“‘I have now,’ said he, ‘been forty-two years in this country. For twenty-four I was a light canoe-man; I required but little sleep, but sometimes got less than I required. No portage was too long for me; all portages were alike. My end of the canoe never touched the ground till I saw the end of it. Fifty songs a day were nothing to me. I could carry, paddle, walk, and sing with any man I ever saw. During that period, I saved the lives of ten bourgeois, and was always the favourite, because when others stopped to carry at a bad step, and lost time, I pushed on—over rapids, over cascades, over chutes; all were the same to me. No water, no weather, ever stopped the paddle or the song. I have had twelve wives in the country; and was once possessed of fifty horses, and six running dogs, trimmed in the first style. I was then like a bourgeois, rich and happy: no bourgeois had better-dressed wives than I; no Indian chief finer horses; no white man better-harnessed or swifter dogs. I beat all Indians at the race, and no white man ever passed me in the chase. I wanted for nothing; and I spent all my earnings in the enjoyment of pleasure. Five hundred pounds, twice told, have passed through my hands; although now I have not a spare shirt to my back, nor a penny to buy one. Yet, were I young again, I should glory in commencing the same career again. I would gladly spend another half-century in the same fields of enjoyment. There is no life so happy as a voyageur’s life; none so independent; no place where a man enjoys so much variety and freedom as in the Indian country. Huzza! huzza! pour le pays sauvage!’ After this cri de joie, he sat down in the boat, and we could not help admiring the wild enthusiasm of the old Frenchman. He had boasted and excited himself, till he was out of breath, and then sighed with regret that he could no longer enjoy the scenes of his past life.”

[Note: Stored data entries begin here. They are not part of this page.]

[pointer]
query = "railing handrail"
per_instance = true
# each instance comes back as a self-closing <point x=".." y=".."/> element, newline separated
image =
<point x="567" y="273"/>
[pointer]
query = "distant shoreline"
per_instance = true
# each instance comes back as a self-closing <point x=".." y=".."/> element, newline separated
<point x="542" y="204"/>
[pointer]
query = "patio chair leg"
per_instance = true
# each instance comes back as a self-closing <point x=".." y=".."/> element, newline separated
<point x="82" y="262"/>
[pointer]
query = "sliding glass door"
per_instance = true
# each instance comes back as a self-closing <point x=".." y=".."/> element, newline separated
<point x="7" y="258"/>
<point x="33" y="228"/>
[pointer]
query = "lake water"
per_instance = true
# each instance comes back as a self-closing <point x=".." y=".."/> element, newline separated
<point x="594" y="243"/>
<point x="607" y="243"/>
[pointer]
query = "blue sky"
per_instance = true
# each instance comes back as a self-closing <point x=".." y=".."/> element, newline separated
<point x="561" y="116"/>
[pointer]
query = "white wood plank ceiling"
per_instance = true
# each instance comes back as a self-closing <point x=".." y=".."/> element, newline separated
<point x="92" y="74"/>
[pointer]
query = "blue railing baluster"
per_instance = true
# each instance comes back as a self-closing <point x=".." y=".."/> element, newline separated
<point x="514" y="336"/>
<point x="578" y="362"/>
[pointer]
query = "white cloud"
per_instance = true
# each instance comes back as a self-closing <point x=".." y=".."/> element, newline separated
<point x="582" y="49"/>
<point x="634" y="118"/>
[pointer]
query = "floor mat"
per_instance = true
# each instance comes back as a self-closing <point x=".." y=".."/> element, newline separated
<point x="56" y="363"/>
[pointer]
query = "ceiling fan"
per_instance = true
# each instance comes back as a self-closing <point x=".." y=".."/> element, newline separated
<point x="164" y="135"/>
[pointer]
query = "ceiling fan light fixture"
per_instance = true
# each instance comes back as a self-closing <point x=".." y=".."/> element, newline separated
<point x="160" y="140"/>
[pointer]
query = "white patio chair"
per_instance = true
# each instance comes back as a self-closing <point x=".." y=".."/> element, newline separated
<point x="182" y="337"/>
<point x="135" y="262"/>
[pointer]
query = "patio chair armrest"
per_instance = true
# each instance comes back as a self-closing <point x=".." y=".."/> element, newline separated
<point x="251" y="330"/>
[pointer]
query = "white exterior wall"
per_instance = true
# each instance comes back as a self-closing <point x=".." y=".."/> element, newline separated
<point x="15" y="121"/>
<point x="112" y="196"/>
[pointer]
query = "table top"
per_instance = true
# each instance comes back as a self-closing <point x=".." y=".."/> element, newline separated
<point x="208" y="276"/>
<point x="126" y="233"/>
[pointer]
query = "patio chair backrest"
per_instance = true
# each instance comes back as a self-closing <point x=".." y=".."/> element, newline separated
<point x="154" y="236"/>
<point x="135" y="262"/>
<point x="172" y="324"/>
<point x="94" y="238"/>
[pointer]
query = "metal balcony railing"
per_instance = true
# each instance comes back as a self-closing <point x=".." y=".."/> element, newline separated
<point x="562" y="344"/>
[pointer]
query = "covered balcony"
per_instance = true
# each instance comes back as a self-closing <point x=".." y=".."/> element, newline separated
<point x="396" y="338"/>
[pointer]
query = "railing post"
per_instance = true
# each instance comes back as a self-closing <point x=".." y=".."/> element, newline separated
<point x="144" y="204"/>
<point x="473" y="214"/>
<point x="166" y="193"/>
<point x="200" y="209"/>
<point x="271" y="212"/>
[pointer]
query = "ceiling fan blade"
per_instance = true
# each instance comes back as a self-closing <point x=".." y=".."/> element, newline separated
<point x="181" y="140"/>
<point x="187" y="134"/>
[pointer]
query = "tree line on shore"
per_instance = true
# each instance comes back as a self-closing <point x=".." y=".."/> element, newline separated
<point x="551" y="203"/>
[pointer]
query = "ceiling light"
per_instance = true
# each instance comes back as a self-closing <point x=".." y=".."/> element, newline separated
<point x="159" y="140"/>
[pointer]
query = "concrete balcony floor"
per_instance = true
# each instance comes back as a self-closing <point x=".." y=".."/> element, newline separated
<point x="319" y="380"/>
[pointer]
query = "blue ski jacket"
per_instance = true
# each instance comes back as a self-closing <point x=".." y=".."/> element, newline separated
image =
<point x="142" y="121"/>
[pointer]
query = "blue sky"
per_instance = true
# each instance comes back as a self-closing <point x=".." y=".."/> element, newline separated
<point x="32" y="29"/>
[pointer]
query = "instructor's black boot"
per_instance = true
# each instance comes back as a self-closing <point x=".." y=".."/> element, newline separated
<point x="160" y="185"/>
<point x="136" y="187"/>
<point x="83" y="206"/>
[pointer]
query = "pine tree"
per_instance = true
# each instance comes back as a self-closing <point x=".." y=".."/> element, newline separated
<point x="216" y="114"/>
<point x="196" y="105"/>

On the journey there was excitement enough, storms and running aground—usual incidents of canoe travel—but at last they reached Red River, and Ross’s fur trading journeys were over.

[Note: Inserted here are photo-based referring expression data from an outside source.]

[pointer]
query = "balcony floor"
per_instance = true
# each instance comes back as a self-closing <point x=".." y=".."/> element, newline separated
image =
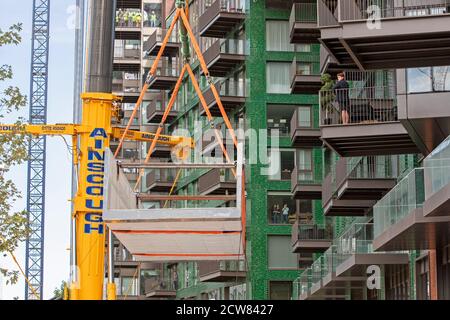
<point x="404" y="42"/>
<point x="306" y="84"/>
<point x="306" y="138"/>
<point x="221" y="23"/>
<point x="163" y="82"/>
<point x="311" y="246"/>
<point x="178" y="234"/>
<point x="347" y="208"/>
<point x="307" y="191"/>
<point x="224" y="276"/>
<point x="305" y="33"/>
<point x="224" y="63"/>
<point x="365" y="189"/>
<point x="414" y="232"/>
<point x="355" y="140"/>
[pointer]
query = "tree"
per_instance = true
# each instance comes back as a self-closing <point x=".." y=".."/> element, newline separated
<point x="13" y="151"/>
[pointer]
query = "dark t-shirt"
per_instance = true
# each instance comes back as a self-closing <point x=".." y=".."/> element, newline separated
<point x="341" y="91"/>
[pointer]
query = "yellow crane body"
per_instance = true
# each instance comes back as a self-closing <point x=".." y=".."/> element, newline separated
<point x="94" y="134"/>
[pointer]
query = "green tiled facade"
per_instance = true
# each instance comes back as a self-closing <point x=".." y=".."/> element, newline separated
<point x="259" y="229"/>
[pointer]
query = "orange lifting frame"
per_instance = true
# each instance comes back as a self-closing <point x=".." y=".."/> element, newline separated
<point x="180" y="12"/>
<point x="183" y="14"/>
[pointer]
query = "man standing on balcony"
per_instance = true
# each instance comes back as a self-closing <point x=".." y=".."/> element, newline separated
<point x="342" y="97"/>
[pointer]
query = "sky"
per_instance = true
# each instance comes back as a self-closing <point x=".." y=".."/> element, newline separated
<point x="60" y="110"/>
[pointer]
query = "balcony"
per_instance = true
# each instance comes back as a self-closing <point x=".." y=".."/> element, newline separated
<point x="160" y="180"/>
<point x="125" y="87"/>
<point x="373" y="127"/>
<point x="302" y="81"/>
<point x="334" y="207"/>
<point x="329" y="64"/>
<point x="232" y="97"/>
<point x="303" y="23"/>
<point x="399" y="220"/>
<point x="160" y="151"/>
<point x="344" y="265"/>
<point x="304" y="186"/>
<point x="222" y="17"/>
<point x="437" y="182"/>
<point x="155" y="113"/>
<point x="129" y="4"/>
<point x="225" y="55"/>
<point x="154" y="43"/>
<point x="124" y="57"/>
<point x="127" y="28"/>
<point x="222" y="271"/>
<point x="303" y="133"/>
<point x="366" y="178"/>
<point x="417" y="88"/>
<point x="311" y="238"/>
<point x="159" y="289"/>
<point x="217" y="181"/>
<point x="409" y="34"/>
<point x="166" y="76"/>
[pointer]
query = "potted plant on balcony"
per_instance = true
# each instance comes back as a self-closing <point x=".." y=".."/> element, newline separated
<point x="327" y="97"/>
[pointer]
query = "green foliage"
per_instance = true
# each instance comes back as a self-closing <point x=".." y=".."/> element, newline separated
<point x="13" y="151"/>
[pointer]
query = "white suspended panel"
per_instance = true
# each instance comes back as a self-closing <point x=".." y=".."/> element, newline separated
<point x="191" y="234"/>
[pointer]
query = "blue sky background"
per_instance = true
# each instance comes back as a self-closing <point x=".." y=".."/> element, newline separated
<point x="60" y="96"/>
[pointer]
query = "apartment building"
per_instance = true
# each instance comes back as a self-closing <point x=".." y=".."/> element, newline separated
<point x="138" y="23"/>
<point x="363" y="199"/>
<point x="384" y="172"/>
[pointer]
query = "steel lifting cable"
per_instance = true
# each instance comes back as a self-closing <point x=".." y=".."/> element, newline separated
<point x="130" y="285"/>
<point x="33" y="290"/>
<point x="161" y="125"/>
<point x="173" y="187"/>
<point x="146" y="86"/>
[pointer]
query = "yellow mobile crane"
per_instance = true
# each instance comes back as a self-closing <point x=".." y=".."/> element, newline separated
<point x="94" y="134"/>
<point x="92" y="137"/>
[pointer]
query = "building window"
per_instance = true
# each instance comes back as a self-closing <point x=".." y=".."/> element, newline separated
<point x="278" y="36"/>
<point x="152" y="15"/>
<point x="436" y="79"/>
<point x="281" y="208"/>
<point x="302" y="47"/>
<point x="279" y="119"/>
<point x="129" y="286"/>
<point x="278" y="77"/>
<point x="305" y="211"/>
<point x="280" y="290"/>
<point x="281" y="164"/>
<point x="280" y="253"/>
<point x="304" y="117"/>
<point x="304" y="164"/>
<point x="303" y="68"/>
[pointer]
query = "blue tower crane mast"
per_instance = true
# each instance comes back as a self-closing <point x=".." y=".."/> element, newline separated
<point x="34" y="264"/>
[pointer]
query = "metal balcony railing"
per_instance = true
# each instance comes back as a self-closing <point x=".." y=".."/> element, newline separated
<point x="128" y="19"/>
<point x="303" y="12"/>
<point x="351" y="10"/>
<point x="159" y="285"/>
<point x="225" y="6"/>
<point x="370" y="167"/>
<point x="406" y="196"/>
<point x="365" y="105"/>
<point x="300" y="68"/>
<point x="206" y="268"/>
<point x="333" y="12"/>
<point x="304" y="283"/>
<point x="328" y="13"/>
<point x="303" y="231"/>
<point x="437" y="168"/>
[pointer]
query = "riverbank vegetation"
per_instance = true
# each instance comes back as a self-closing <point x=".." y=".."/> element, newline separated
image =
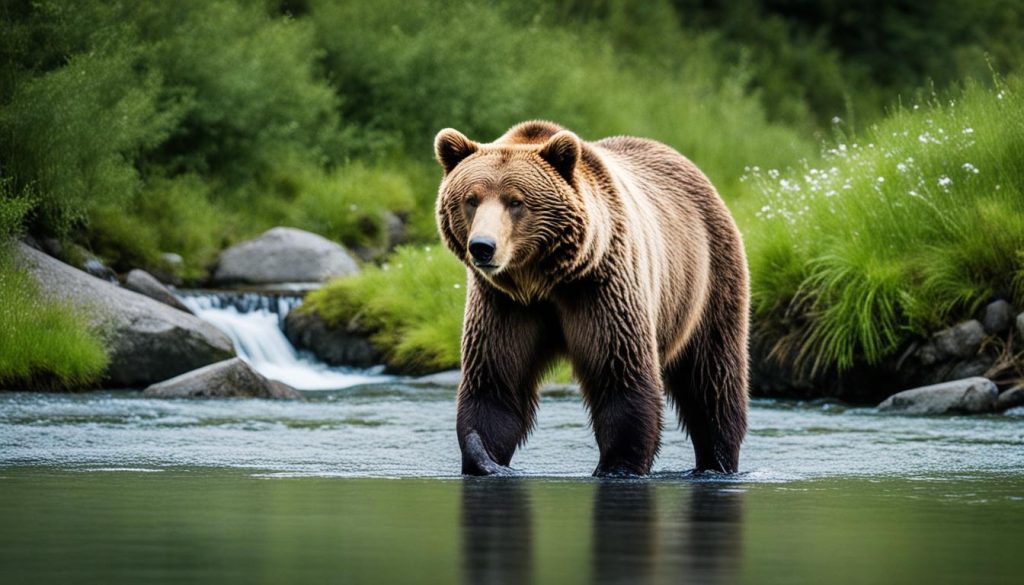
<point x="46" y="345"/>
<point x="137" y="129"/>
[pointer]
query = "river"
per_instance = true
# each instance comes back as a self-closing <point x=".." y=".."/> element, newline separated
<point x="360" y="485"/>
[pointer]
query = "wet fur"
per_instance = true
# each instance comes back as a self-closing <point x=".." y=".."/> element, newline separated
<point x="631" y="266"/>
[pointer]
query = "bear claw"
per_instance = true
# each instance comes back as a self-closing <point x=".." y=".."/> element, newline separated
<point x="476" y="460"/>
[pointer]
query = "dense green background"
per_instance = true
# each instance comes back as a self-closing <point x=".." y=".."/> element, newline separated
<point x="137" y="128"/>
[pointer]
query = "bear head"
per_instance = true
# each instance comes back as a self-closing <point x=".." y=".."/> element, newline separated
<point x="512" y="210"/>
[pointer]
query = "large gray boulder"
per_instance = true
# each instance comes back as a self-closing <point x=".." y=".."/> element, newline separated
<point x="971" y="395"/>
<point x="284" y="255"/>
<point x="147" y="341"/>
<point x="1011" y="399"/>
<point x="228" y="379"/>
<point x="144" y="283"/>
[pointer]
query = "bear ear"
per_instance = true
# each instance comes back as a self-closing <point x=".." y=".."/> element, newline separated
<point x="562" y="152"/>
<point x="451" y="147"/>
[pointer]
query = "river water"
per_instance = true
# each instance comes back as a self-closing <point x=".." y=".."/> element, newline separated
<point x="361" y="486"/>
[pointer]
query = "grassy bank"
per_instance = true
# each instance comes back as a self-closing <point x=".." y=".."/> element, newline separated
<point x="896" y="233"/>
<point x="138" y="129"/>
<point x="892" y="234"/>
<point x="46" y="344"/>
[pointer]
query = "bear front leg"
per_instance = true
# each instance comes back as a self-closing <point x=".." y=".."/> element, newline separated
<point x="506" y="347"/>
<point x="614" y="358"/>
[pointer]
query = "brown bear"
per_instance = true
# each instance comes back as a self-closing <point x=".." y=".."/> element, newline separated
<point x="617" y="254"/>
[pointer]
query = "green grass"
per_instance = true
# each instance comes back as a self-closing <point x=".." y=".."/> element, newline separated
<point x="898" y="233"/>
<point x="415" y="300"/>
<point x="46" y="344"/>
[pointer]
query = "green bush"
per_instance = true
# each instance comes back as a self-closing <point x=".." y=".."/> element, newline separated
<point x="72" y="134"/>
<point x="46" y="344"/>
<point x="911" y="226"/>
<point x="409" y="71"/>
<point x="415" y="301"/>
<point x="347" y="204"/>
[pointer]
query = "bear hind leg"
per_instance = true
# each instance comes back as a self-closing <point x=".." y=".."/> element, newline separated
<point x="708" y="384"/>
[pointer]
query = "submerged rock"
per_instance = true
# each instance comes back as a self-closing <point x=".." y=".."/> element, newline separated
<point x="1011" y="399"/>
<point x="971" y="395"/>
<point x="147" y="341"/>
<point x="961" y="340"/>
<point x="144" y="283"/>
<point x="998" y="318"/>
<point x="348" y="345"/>
<point x="284" y="255"/>
<point x="228" y="379"/>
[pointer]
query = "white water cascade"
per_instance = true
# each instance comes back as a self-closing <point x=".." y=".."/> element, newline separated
<point x="253" y="322"/>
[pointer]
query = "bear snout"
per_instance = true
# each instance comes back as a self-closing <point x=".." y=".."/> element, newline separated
<point x="482" y="249"/>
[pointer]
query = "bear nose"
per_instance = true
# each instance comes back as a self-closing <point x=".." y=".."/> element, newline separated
<point x="482" y="249"/>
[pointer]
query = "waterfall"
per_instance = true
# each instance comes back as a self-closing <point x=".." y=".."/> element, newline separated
<point x="254" y="322"/>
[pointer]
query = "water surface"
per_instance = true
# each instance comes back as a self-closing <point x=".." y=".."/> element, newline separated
<point x="361" y="486"/>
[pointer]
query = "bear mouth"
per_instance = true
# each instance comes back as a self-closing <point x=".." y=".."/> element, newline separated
<point x="486" y="267"/>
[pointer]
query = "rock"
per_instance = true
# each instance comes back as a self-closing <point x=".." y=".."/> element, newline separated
<point x="147" y="340"/>
<point x="1011" y="399"/>
<point x="445" y="378"/>
<point x="998" y="318"/>
<point x="962" y="369"/>
<point x="284" y="255"/>
<point x="971" y="395"/>
<point x="335" y="345"/>
<point x="962" y="340"/>
<point x="143" y="283"/>
<point x="228" y="379"/>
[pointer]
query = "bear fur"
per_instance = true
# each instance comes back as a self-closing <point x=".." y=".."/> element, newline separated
<point x="617" y="254"/>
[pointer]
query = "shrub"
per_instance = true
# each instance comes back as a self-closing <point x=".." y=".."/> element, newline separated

WHEN BEAVER SKINS WERE MONEY
I
BENT’S FORT
Whenever the history of the Southwest shall be written, more than one long and interesting chapter must be devoted to the first permanent settlement on its plains and the first permanent settler there. In the accounts of that wide territory through which the old Santa Fé trail passed, William Bent and Bent’s Old Fort have frequent mention.
Who were the Bents and whence did they come?
Silas Bent was born in the Colony of Massachusetts in 1768. His father is said to have been one of those who attended the famous “Boston Tea Party.” Silas was educated for the bar, and came to St. Louis in 1804 at the time the government of Louisiana was turned over to the American authorities. Here he served as a judge of the Superior Court, and here he resided until his death, in 1827.
Of his seven sons, John was educated for the bar and became a well-known attorney of St. Louis. The youngest son, Silas, as flag-lieutenant of the flag-ship “Mississippi,” was with Perry in Japan, and wrote a report on the Japan current for an American scientific society. He delivered addresses on meteorology in St. Louis in 1879, and on climate as affecting cattle-breeding in the year 1884. Four other sons—Charles, William W., and later George and Robert—were prominent in the Indian trade on the upper Arkansas and elsewhere between 1820 and 1850, and remained trading in that region until they died.